Isolation and cDNA cloning of a novel galanin-like peptide (GALP) from porcine hypothalamus

Abstract

Galanin is a widely distributed neuropeptide with a variety of physiological functions. Three galanin receptor subtypes, GALR1, GALR2, and GALR3, have been reported. We isolated a novel galanin-like peptide (GALP) from porcine hypothalamus by observing its activity for increasing [35S]GTPγS binding to a membrane preparation of GALR2-transfected cells. The peptide had 60 amino acid residues and a non-amidated C terminus. The amino acid sequence of GALP-(9-21) was completely identical to that of galanin-(1-13). A cloned porcine GALP cDNA indicated that GALP was processed from a 120-amino acid GALP precursor protein.
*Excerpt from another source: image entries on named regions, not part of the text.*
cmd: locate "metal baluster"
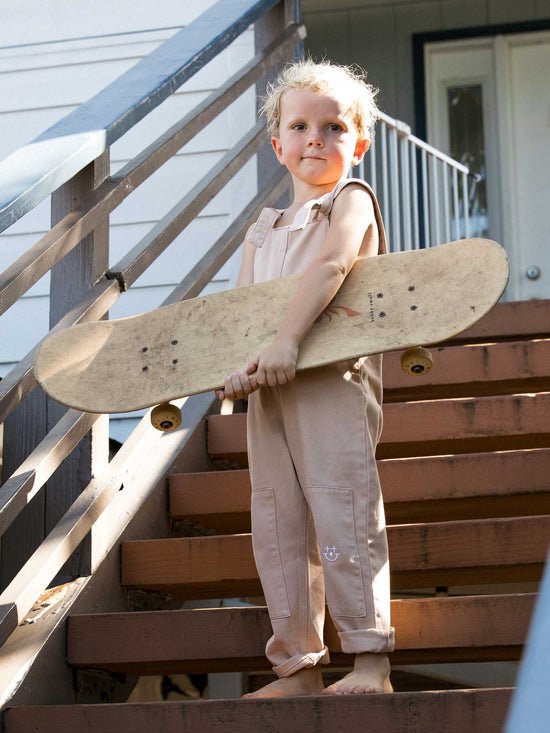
[422,149,431,247]
[408,142,420,249]
[400,137,413,249]
[441,162,452,242]
[390,127,402,252]
[381,122,395,246]
[462,173,470,239]
[452,168,462,239]
[431,155,441,245]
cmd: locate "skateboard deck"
[34,239,509,413]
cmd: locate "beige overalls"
[248,179,394,677]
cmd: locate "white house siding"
[0,0,256,438]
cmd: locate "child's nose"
[308,133,323,148]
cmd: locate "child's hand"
[251,338,298,387]
[215,370,260,400]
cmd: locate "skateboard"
[34,239,509,430]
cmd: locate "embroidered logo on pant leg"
[323,545,340,562]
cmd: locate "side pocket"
[252,489,290,619]
[309,487,366,617]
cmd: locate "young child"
[216,61,394,697]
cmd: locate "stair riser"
[170,449,550,534]
[208,392,550,465]
[2,689,511,733]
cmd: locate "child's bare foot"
[243,667,323,698]
[323,653,393,695]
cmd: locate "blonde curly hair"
[260,59,380,138]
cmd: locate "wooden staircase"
[5,301,550,733]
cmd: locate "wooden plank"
[208,392,550,462]
[5,688,512,733]
[122,515,550,598]
[384,339,550,403]
[67,593,536,674]
[0,410,100,535]
[0,395,217,705]
[0,0,277,231]
[0,280,120,426]
[453,299,550,343]
[170,448,550,534]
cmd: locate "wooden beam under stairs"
[122,515,550,599]
[68,593,535,675]
[170,448,550,534]
[2,689,511,733]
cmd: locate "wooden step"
[384,339,550,403]
[452,300,550,343]
[122,515,550,599]
[1,689,512,733]
[208,392,550,465]
[68,593,536,675]
[170,448,550,534]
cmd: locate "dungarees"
[248,179,394,677]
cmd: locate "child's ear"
[351,137,370,165]
[271,137,285,165]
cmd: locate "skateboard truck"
[401,346,433,377]
[151,402,181,433]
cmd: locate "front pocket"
[252,489,290,619]
[308,487,367,617]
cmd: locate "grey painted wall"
[302,0,550,131]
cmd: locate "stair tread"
[122,515,550,598]
[384,339,550,402]
[68,593,536,674]
[2,688,512,733]
[208,392,550,461]
[170,448,550,533]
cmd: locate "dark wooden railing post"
[45,150,109,580]
[0,151,109,588]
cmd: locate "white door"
[425,31,550,300]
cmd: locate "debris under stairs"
[5,301,550,733]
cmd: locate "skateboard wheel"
[151,402,181,432]
[401,346,433,377]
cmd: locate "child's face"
[271,89,369,190]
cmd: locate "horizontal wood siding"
[0,0,256,414]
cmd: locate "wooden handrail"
[0,169,290,424]
[0,25,305,315]
[0,0,278,232]
[0,410,100,536]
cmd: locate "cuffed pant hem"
[338,627,395,654]
[273,647,330,677]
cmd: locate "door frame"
[413,20,550,299]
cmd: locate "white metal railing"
[359,113,478,252]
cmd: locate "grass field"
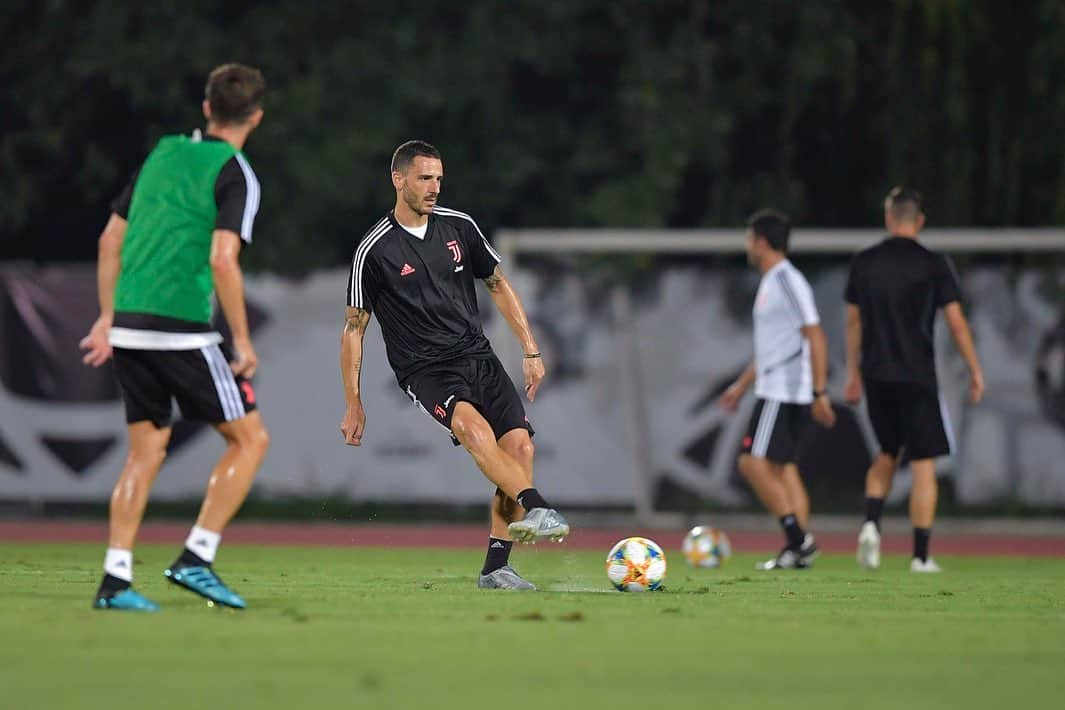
[0,544,1065,710]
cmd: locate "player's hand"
[969,369,984,404]
[78,315,111,367]
[229,337,259,380]
[522,358,544,401]
[810,395,836,429]
[340,401,366,446]
[843,377,862,404]
[718,382,744,412]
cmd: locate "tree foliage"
[0,0,1065,274]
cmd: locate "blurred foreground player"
[340,141,570,590]
[81,64,268,611]
[720,210,836,569]
[846,187,984,572]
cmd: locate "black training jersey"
[347,205,499,384]
[846,236,961,387]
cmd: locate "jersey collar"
[389,210,437,242]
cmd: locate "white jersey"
[754,259,820,404]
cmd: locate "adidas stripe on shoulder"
[347,216,392,309]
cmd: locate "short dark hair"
[204,64,266,125]
[747,210,791,253]
[392,141,443,172]
[884,185,923,222]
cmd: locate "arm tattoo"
[344,309,370,335]
[485,268,504,294]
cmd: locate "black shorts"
[864,380,951,461]
[400,357,536,446]
[114,345,256,428]
[740,399,809,464]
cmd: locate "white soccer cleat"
[910,557,943,573]
[857,521,880,569]
[507,508,570,544]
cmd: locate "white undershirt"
[754,259,819,404]
[399,221,429,240]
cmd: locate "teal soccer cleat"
[163,564,247,609]
[93,589,159,611]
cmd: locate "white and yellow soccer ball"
[606,538,666,592]
[681,525,732,569]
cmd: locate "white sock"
[103,547,133,582]
[185,525,222,564]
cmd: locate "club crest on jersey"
[447,240,462,264]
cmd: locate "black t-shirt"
[111,135,259,244]
[347,205,499,384]
[846,236,961,387]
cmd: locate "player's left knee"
[507,436,536,465]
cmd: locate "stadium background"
[0,0,1065,517]
[0,5,1065,710]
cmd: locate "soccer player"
[720,210,836,569]
[846,187,984,572]
[340,141,570,590]
[81,64,268,611]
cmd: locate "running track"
[0,521,1065,558]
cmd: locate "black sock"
[866,496,884,530]
[174,547,211,567]
[518,489,551,510]
[480,538,513,575]
[914,528,932,562]
[96,573,132,597]
[781,513,806,549]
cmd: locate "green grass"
[0,544,1065,710]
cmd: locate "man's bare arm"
[845,303,862,404]
[340,306,370,446]
[802,326,836,427]
[943,301,984,404]
[211,229,259,377]
[80,213,128,367]
[485,266,544,401]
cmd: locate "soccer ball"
[606,538,666,592]
[681,525,732,568]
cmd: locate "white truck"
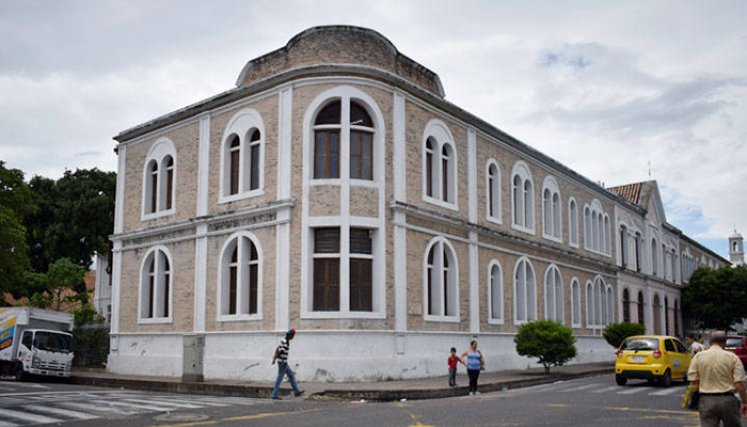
[0,307,74,379]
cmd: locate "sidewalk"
[71,362,614,401]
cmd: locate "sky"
[0,0,747,259]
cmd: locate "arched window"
[542,176,562,241]
[485,159,501,223]
[514,257,537,325]
[584,199,612,255]
[571,277,581,327]
[218,233,262,319]
[220,108,265,202]
[139,247,173,323]
[423,119,457,209]
[568,199,578,246]
[143,138,176,219]
[488,260,503,324]
[545,265,565,323]
[511,161,534,234]
[623,288,630,322]
[424,238,459,320]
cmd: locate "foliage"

The structures of rat and human GALP-(1-60) were deduced from cloned cDNA, which indicated that the amino acid sequences 1-24 and 41-53 were highly conserved between humans, rats, and pigs. Receptor binding studies revealed that porcine GALP-(1-60) had a high affinity for the GALR2 receptor (IC50 = 0.24 nM) and a lower affinity for the GALR1 receptor (IC50 = 4.3 nM). In contrast, galanin showed high affinity for the GALR1 (IC50 = 0.097 nM) and GALR2 receptors (IC50 = 0.48 nM). GALP is therefore an endogenous ligand that preferentially binds the GALR2 receptor, whereas galanin is relatively non-selective.